Finding a supplier may be tough but I believe Bill Hirsch may still sell it... do a google search for automotive laquer paint and you should fin one.
Finding a supplier may be tough but I believe Bill Hirsch may still sell it... do a google search for automotive laquer paint and you should fin one.
#3
no real trick to shooting technique it is a premier back yard medium in that you shoot multiple coats with color sanding in between coats to achieve the finish desired . however epa has a problem with it and therefor licensed shops do not want the risk.

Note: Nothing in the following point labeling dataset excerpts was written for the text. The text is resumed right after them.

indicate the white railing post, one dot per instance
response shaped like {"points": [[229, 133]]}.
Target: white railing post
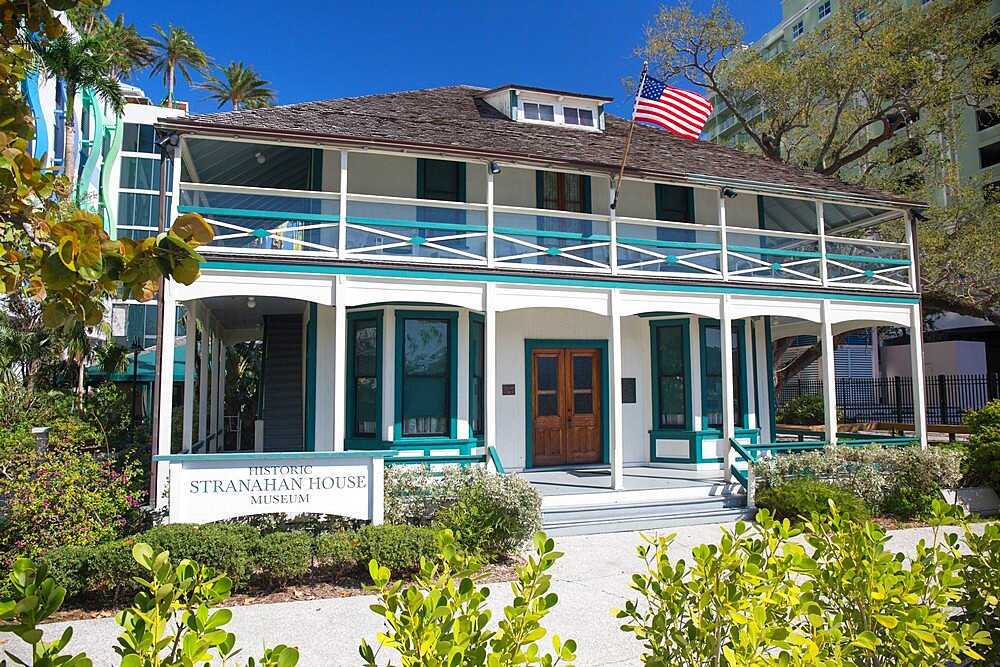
{"points": [[613, 231], [342, 227], [490, 237], [723, 238], [821, 228]]}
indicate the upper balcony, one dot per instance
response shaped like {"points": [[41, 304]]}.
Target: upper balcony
{"points": [[319, 202]]}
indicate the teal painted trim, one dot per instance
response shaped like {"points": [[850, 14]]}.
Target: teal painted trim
{"points": [[670, 244], [740, 332], [476, 318], [268, 456], [452, 318], [250, 213], [416, 225], [433, 274], [779, 253], [34, 101], [311, 408], [513, 231], [350, 390], [602, 345], [769, 352], [654, 327], [870, 260], [109, 208]]}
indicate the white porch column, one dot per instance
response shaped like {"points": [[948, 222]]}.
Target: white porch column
{"points": [[190, 344], [829, 376], [165, 388], [917, 374], [617, 453], [490, 364], [728, 389], [203, 379], [340, 366]]}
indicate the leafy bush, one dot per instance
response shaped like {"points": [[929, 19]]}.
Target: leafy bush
{"points": [[441, 619], [762, 597], [984, 446], [399, 548], [171, 624], [888, 479], [336, 551], [281, 557], [65, 497], [800, 498], [504, 503], [805, 410]]}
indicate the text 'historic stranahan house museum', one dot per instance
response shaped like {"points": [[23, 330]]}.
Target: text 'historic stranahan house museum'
{"points": [[440, 273]]}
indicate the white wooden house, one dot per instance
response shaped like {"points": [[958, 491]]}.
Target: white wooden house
{"points": [[440, 273]]}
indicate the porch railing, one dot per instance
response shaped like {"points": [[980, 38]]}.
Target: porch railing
{"points": [[420, 231]]}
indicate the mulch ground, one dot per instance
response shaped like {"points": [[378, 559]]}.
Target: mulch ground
{"points": [[319, 589]]}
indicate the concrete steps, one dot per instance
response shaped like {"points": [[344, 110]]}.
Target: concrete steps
{"points": [[604, 513]]}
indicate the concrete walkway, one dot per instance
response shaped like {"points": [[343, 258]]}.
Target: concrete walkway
{"points": [[590, 579]]}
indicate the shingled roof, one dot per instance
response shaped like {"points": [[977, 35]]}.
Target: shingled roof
{"points": [[457, 119]]}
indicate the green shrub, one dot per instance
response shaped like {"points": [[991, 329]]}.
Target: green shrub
{"points": [[336, 551], [223, 548], [282, 557], [888, 479], [441, 619], [804, 410], [800, 498], [65, 497], [760, 596], [415, 495], [399, 548], [984, 446]]}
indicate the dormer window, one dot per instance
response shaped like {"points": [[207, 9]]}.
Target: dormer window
{"points": [[537, 111], [574, 116]]}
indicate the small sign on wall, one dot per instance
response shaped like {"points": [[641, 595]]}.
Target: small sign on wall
{"points": [[628, 390]]}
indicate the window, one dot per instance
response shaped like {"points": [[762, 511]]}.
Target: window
{"points": [[711, 359], [138, 138], [671, 390], [986, 118], [538, 111], [425, 384], [989, 155], [477, 362], [365, 372], [143, 174], [575, 116]]}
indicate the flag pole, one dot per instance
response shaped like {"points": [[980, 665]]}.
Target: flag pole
{"points": [[628, 138]]}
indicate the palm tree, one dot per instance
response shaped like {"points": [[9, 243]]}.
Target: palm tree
{"points": [[175, 50], [80, 62], [240, 86]]}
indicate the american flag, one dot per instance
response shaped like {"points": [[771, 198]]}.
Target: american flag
{"points": [[680, 111]]}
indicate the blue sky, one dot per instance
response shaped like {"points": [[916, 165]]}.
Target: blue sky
{"points": [[325, 49]]}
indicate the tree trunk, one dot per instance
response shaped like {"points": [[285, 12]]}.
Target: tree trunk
{"points": [[69, 144]]}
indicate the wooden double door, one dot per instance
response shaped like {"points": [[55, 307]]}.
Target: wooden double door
{"points": [[566, 406]]}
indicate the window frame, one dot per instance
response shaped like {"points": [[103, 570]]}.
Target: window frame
{"points": [[350, 432], [684, 325], [451, 318]]}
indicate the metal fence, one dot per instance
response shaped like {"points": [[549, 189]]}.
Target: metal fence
{"points": [[891, 399]]}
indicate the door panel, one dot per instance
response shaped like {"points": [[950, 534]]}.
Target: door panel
{"points": [[566, 406]]}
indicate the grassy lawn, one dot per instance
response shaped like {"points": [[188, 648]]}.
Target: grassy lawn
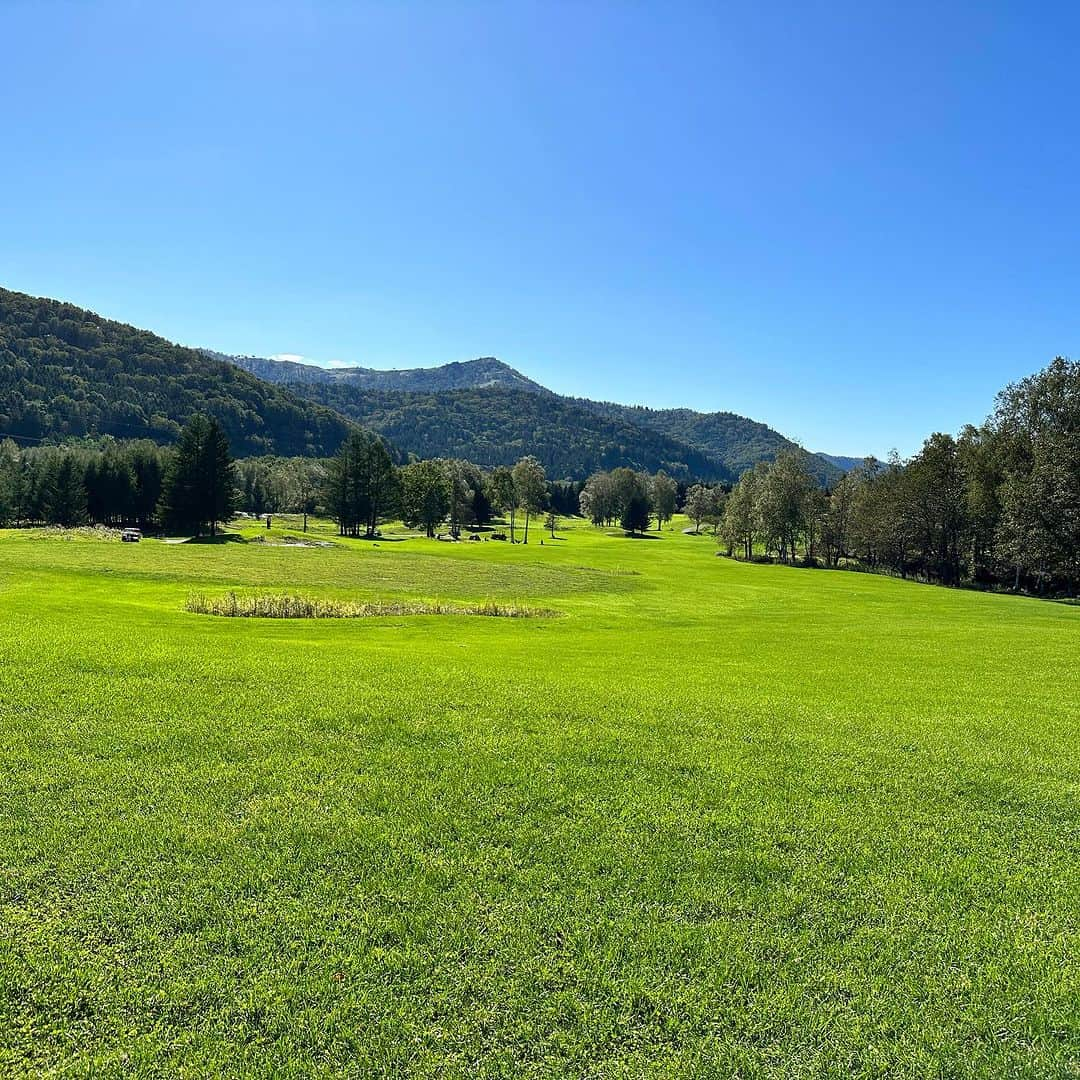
{"points": [[716, 820]]}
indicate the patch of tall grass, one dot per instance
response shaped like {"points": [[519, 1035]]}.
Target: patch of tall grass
{"points": [[288, 606]]}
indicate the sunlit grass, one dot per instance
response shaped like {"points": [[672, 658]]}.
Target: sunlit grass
{"points": [[718, 820]]}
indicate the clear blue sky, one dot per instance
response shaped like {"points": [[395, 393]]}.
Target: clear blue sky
{"points": [[854, 221]]}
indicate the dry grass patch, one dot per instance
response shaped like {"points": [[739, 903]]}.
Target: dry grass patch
{"points": [[286, 606]]}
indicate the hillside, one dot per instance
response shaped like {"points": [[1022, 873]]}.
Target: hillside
{"points": [[499, 424], [734, 441], [65, 370], [712, 444], [482, 374]]}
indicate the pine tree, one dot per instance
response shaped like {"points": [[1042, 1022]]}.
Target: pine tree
{"points": [[199, 488], [65, 494]]}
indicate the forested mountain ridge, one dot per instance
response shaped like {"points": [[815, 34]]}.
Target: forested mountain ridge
{"points": [[734, 441], [65, 370], [484, 373], [499, 424], [714, 444]]}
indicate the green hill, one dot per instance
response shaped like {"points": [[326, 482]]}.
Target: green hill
{"points": [[736, 442], [65, 370], [498, 424]]}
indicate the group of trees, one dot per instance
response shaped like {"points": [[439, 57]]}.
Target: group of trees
{"points": [[67, 373], [187, 488], [365, 487], [629, 499], [998, 504], [115, 484]]}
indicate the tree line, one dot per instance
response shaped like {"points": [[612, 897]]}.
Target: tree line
{"points": [[194, 486], [999, 504]]}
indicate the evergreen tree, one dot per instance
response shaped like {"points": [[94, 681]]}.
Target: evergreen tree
{"points": [[531, 487], [65, 495], [426, 495], [199, 489]]}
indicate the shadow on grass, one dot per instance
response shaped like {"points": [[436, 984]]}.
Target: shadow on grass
{"points": [[227, 538]]}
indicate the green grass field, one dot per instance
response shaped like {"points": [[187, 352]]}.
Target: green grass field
{"points": [[716, 820]]}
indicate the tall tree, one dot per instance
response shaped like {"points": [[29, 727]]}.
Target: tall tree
{"points": [[199, 489], [65, 494], [663, 491], [531, 486], [426, 495], [362, 484], [504, 495]]}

If you obtain some and the right thinner it is easy for a novice to use, very forgiving in that you can sand and buff to achieve a very respectable finish without the extra step of clear coat
just wanted to update the fact that i did find lacquer at an auto paint dist. which i will be using to paint the interior trim on the wagon for the flat oem type finish . guess its just not being carried by my normal ppg shop
If you obtain some and the right thinner it is easy for a novice to use, very forgiving in that you can sand and buff to achieve a very respectable finish without the extra step of clear coat
just wanted to update the fact that i did find lacquer at an auto paint dist. which i will be using to paint the interior trim on the wagon for the flat oem type finish . guess its just not being carried by my normal ppg shop
Last edited by oldsbucket; March 8th, 2013 at 11:58 AM.
#5
clean area fuly first for shooting with proper ventilation also and no dust if you can swing it and water down the floor also and do not splash it onto your surface. 2. use medium wet coats 4 to 5 usually but definitely 2 past complete coverage of your surface and 600 wet before shooting the first coat for good prep. cleaning tacking is the usual bs beforehand and do not do it on a high humidity day to avoid blushing or discoloring of your paint and usually you need to color sand with 1200 to 1500 afterwards and buff this paint is the easiest for using purposes. I used urethanes for better hold out but i did it in a booth also. by the way 7-10 minutes between coats for flash time also on lacquer and use medium thinner and not the cheap stuff either. 65 to 80 degree temps if cooler go dryer coats and more flash time and i mean maybe 60 degrees at the lowest.
#6
#8
I had a '68 International with original paint. About two years ago I had three dents pulled and the areas repainted. The shop said they used the same paint that they always use on any two stage respray however they didn't use the clear top coat. When the base only was applied it at first didn't have the right sheen however after some wet sanding and some polishing it matched perfectly. Absolutely perfect in color, shine and texture. Only under certain light and angles could you faintly see the blending of the two paints. Now granted, the color was beige and was very forgiving but still, I was very pleased with the results.
Chris
Chris
#9
My biggest concern would be, what is the age of the paint on the car? Is it original ? Is it slightly faded? Panel painting an old red and expecting it to match can be a challenge. You could take the lacquer, paint the fender, blend into the door, and use lacquer clear over the two panels. That can be wet sanded flat and buffed to look very flat. The reason for the clear would be to protect the blend edge on the door from UV breakdown. Mils are so thin on the blend edge, that in a short amount of time, you will be able to see it fading or "walking" back...u won't be too happy then.